Roger Daltrey helped a lot with the final arrangement and got half the credit. Something he does today for nothing, bless him. I was lying on my mattress on the floor listening to a Charlie Parker record when I thought up the title. (It's usually title first with me.) I just felt the guy was so free when he was playing. He was a soul without a body, riding, flying, on music. Listening to the compulsory Dizzy Gillespie solo after one by Bird was always a come-down, however clever Gillespie was. No one could follow Bird. Jimi Hendrix must have been his reincarnation, especially for guitar players. The freedom suggested by the title came restricted by the aggression of our tightly-defined image when I came to write the words. In fact, Daltrey was really a hard nut then, and he changes quite a few words himself to toughen the song up to suit his temperament. It is the most excitingly pig-headed of our songs. It's blatant, proud and, dare I say it, sassy.
— Pete Townshend, Meaty Beaty Big and Bouncy liner notes by Brian Cady.

Brett Milano of udiscovermusic.com rated Townsend's guitar solo as one of the 100 all-time greatest, "cramming all kinds of great noises – guitar feedback, air-raid sirens, and good old guitar destruction – into the brief space he had."

=== Release ===
"Anyway, Anyhow, Anywhere" was released on 21 May 1965. The release coincided with an appearance on Ready Steady Go! by the group, in which they perform this and "Shout and Shimmy". "Anyway, Anyhow, Anywhere" fitted the mood of Ready Steady Go! so well that the show adapted it as their intro for a while. In the USA, the feedback present in the recording startled Decca Records, who believed they'd received a faulty tape of the song. The song was released on 5 June 1965 in the USA.

The single became the Who's second top-ten single after "I Can't Explain", reaching number ten on the UK Singles Chart. It remained in the top forty for eleven weeks, with six weeks in the top twenty, and one in the top ten. It also became a top forty single in France, reaching number thirty-eight, but it failed to match the success that "I Can't Explain" had in the US: whereas that was a top-hundred hit (peaking at 93), "Anyway, Anyhow, Anywhere" failed to chart on the Billboard Hot 100. It sold approximately eighty-eight thousand copies in the UK.

Cash Box felt that the "middle instrumental section is a wow."

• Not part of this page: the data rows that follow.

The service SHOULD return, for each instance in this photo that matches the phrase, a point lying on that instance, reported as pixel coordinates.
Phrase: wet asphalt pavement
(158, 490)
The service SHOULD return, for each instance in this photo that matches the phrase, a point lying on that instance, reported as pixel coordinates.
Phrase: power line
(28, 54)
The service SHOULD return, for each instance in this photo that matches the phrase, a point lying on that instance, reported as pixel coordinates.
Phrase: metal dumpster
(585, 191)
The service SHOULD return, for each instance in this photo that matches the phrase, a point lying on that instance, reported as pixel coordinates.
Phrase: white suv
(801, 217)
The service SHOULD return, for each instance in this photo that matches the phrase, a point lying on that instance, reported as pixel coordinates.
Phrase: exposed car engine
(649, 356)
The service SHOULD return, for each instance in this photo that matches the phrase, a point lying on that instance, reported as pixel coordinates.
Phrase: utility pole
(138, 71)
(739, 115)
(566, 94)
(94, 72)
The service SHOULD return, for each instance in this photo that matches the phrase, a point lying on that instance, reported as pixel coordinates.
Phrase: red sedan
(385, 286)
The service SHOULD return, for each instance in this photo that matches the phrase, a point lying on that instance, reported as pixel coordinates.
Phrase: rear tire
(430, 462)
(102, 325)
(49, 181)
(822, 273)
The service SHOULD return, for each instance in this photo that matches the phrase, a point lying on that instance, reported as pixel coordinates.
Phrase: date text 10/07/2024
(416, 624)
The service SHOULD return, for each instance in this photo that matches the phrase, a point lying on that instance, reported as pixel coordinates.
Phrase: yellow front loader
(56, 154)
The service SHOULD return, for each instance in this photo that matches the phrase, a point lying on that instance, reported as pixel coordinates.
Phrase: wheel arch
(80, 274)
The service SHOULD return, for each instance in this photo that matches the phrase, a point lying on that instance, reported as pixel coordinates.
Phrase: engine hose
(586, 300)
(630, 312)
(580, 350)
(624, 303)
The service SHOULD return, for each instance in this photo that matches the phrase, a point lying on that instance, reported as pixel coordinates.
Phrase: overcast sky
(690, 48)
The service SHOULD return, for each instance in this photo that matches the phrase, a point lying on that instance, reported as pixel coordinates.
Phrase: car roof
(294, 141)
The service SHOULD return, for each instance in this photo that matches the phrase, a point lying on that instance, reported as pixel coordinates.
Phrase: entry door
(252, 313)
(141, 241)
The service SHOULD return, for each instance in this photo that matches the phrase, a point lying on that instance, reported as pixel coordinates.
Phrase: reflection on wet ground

The song was rarely played live for most of the Who's career past 1965, but since 1999 has become a staple for their live shows; it appears on the album Live at the Royal Albert Hall. It can also be found on BBC Sessions and The Kids Are Alright.

== B-sides ==
When first released in the UK, "Anyway, Anyhow, Anywhere" featured the B-side "Daddy Rolling Stone", a cover of blues-singer Otis Blackwell's debut B-side from 1953. Upon release in the USA on 5 June 1965, it was replaced by a cover of the Garnet Mimms ballad "Anytime You Want Me". Both songs were included on the 2002 reissue of My Generation.

== Personnel ==
The Who

- Roger Daltrey – lead vocals
- Pete Townshend – electric guitar, backing vocals
- John Entwistle – bass guitar, backing vocals
- Keith Moon – drums

Additional musician

- Nicky Hopkins – piano

==Other versions==
David Bowie recorded a version of this song for his Pin Ups album in 1973.

The Flaming Lips recorded a version of this song which appeared on a Mojo magazine CD of Who covers called Mojo: The Who Covered.

A version of this song has also been recorded by Ocean Colour Scene for the Who tribute album Substitute – The Songs of The Who.